A review by caitcoy
Never Fall Down by Patricia McCormick

5.0

This was one of those books that I always wanted to get around to reading but was too intimidated by its subject matter. Never Fall Down is the story of Arn Chorn-Pond, a Cambodian boy who survived the Khmer Rouge regime by volunteering for a band that played propagandistic songs for both their fellow workers and the high ranking Khmer Rouge officials. Arn's story is every bit as heartbreaking as I was expecting but it's absolutely impossible to put down once you start it. The author, Patricia McCormick, did some serious research for this book and it absolutely shows. She interviewed Arn, many of the other survivors in the book and even went with him to Cambodia on visits to the areas he was in at the time.
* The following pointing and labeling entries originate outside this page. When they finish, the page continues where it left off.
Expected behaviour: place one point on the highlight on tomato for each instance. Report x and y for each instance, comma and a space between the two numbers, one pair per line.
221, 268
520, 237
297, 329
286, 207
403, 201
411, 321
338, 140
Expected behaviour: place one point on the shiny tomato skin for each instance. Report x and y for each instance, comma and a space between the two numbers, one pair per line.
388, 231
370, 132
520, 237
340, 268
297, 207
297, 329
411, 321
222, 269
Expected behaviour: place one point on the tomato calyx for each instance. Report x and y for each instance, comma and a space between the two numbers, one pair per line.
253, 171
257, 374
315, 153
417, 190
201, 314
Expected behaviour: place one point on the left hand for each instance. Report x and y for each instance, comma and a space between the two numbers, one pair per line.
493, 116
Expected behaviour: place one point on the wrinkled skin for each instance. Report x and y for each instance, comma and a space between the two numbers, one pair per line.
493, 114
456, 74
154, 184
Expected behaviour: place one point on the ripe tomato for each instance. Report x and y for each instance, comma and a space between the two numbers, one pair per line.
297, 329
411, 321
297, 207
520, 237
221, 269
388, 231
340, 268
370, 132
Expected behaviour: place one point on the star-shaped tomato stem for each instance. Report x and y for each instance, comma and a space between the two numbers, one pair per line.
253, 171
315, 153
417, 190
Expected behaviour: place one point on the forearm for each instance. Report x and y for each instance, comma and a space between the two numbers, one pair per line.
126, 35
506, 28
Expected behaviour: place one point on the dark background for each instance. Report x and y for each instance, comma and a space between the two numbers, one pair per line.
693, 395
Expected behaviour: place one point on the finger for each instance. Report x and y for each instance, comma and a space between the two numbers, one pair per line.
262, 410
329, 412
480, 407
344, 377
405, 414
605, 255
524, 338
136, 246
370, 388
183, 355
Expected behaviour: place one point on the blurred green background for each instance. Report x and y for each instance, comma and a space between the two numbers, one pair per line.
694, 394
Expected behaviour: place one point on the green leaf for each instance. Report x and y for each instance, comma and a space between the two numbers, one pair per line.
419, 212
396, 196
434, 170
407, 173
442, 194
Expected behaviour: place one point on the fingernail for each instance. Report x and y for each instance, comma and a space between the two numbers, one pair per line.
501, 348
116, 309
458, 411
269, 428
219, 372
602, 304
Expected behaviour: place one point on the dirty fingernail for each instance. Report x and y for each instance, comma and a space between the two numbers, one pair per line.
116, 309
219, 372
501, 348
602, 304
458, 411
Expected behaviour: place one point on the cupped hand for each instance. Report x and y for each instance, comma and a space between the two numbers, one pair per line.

The narration can occasionally be difficult to follow because it mimicks Arn's voice in simple sentences and broken English but this made it seem more authentic to me and wasn't anything that bothered me. The best thing about Arn's story is how human it is. Arn took part in both heroic and horrific things and it makes your heart break to see what he and the other Cambodian kids went through during the genocide including forced marches, random killing, starvation, force labor and the eventual use of them as child soldiers. I'd recommend it mostly to older teens and adults simply because there's a lot of graphic brutality, as you would expect in a book about genocide. These kids were constantly surrounded by death and brutality and as Arn puts it, the only way to survive was to never fall down. It's absolutely a must read!